In an affidavit, Khadr has described how he was denied pain medication for his injuries, hooded, menaced by barking dogs, used as a “human mop” after he was forced to urinate on himself, and threatened with rape. Monday and Tuesday we heard testimony independently corroborating Khadr’s claims of abuse at Bagram air base in Afghanistan — and this came from witnesses for the prosecution, with the first defense witnesses scheduled to testify Wednesday.

An Army medic at Bagram, identified only as “Mr. M,” revealed Monday that he saw Khadr hooded in a 5-by-5-foot cage, with his handcuffed arms chained forehead-high to a metal grate — a punishment the medic called a “common practice” at Bagram. When he had the guard lift the hood covering Khadr’s head, he found Khadr was crying and appeared “scared and frustrated.” At the time, Khadr was 16 years old and still recovering from two gunshot wounds in his shoulder and back.

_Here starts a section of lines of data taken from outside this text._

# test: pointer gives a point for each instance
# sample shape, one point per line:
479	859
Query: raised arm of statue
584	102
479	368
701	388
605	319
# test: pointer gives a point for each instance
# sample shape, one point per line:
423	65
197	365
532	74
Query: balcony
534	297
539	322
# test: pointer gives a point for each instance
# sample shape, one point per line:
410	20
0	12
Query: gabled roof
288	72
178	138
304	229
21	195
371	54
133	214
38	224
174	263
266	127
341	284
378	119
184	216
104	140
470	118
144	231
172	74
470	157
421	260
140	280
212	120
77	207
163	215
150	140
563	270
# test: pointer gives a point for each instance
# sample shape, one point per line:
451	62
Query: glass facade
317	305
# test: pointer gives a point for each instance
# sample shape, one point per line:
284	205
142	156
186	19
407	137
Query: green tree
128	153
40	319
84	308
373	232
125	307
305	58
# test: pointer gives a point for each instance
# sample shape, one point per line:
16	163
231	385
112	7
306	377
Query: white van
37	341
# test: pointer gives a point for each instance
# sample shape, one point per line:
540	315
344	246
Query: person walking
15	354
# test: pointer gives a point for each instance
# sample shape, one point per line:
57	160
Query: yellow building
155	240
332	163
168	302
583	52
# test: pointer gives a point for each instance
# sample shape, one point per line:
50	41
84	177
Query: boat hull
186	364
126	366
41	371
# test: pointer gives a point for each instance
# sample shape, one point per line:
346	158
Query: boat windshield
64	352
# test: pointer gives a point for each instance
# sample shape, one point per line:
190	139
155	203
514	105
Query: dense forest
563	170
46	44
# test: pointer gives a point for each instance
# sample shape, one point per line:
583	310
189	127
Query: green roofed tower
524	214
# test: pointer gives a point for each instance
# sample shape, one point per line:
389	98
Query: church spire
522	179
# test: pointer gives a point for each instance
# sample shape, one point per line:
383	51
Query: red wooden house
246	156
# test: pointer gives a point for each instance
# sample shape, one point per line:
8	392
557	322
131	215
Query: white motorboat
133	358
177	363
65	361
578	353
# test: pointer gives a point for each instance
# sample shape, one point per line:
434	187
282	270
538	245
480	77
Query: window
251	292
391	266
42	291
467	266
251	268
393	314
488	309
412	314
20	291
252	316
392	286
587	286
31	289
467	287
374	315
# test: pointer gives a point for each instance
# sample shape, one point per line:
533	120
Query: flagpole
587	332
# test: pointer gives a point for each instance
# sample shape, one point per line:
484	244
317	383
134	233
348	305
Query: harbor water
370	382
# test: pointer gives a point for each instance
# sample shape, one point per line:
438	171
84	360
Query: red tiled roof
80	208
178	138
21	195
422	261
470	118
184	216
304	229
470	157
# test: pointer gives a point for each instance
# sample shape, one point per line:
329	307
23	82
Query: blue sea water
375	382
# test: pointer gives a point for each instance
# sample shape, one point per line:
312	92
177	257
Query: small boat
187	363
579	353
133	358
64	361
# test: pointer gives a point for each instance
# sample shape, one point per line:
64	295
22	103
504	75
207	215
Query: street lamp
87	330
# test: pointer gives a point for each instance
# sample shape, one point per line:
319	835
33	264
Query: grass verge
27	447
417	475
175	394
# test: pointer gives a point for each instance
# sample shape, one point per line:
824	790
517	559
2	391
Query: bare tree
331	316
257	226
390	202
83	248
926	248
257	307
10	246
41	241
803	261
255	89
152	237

Khadr’s lawyer Barry Coburn told reporters this was “the most substantial” independent corroboration of Khadr’s claims of abuse. Coburn said, “I think it’s quite interesting, really, to see that a witness — not a witness that we called, but a witness the government called — has so directly and substantially corroborated an allegation of what I regard as egregious, inexcusable, and repulsive abusive treatment.”

On Tuesday, an Army Master Sergeant identified only as “Interrogator 2” revealed that the 15-year-old was gravely wounded, sedated and on a stretcher when he was first interrogated at Bagram. The interrogation took place on the day Khadr was moved to the detention facility from the base’s field hospital, where he underwent four surgeries in the two weeks after his capture.

According to Interrogator 2, Khadr’s first interrogation at Bagram was conducted by a military interrogator identified only as “Interrogator 1,” who was later court-martialed for detainee abuse at Bagram. Canadian press reports identify the interrogator as Army Sgt. Joshua Claus. Khadr’s previous defense lawyer has suggested that Claus was Khadr’s principal interrogator at Bagram.

Claus was convicted for his role in the death of an Afghan taxi driver named Dilawar who died in custody while in Bagram in 2002. Claus was one of his final interrogators. Coroners found that Dilawar’s legs had “basically been pulpified,” and the injuries were comparable to being run over by a bus. Claus pleaded guilty in 2005 to maltreatment and assault, and was sentenced to five months in prison. He admitted to forcing water down Dilawar’s throat and twisting a hood over his head. Dilawar’s death was the subject of the Oscar-winning film Taxi to the Dark Side. The ACLU obtained Dilawar’s autopsy report (PDF) through the Freedom of Information Act.

The military intelligence unit involved in Khadr’s interrogations at Bagram — Claus’s unit — was the same unit implicated in the deaths of two detainees at that prison. U.S. investigators later recommended that 27 members of that unit be criminally prosecuted.

Given the revelations of the past two days, it is more apparent than ever that the Obama administration must reverse course and repatriate Omar Khadr to Canada, instead of pursuing the misguided prosecution of a tortured child in a discredited and second-class system of justice.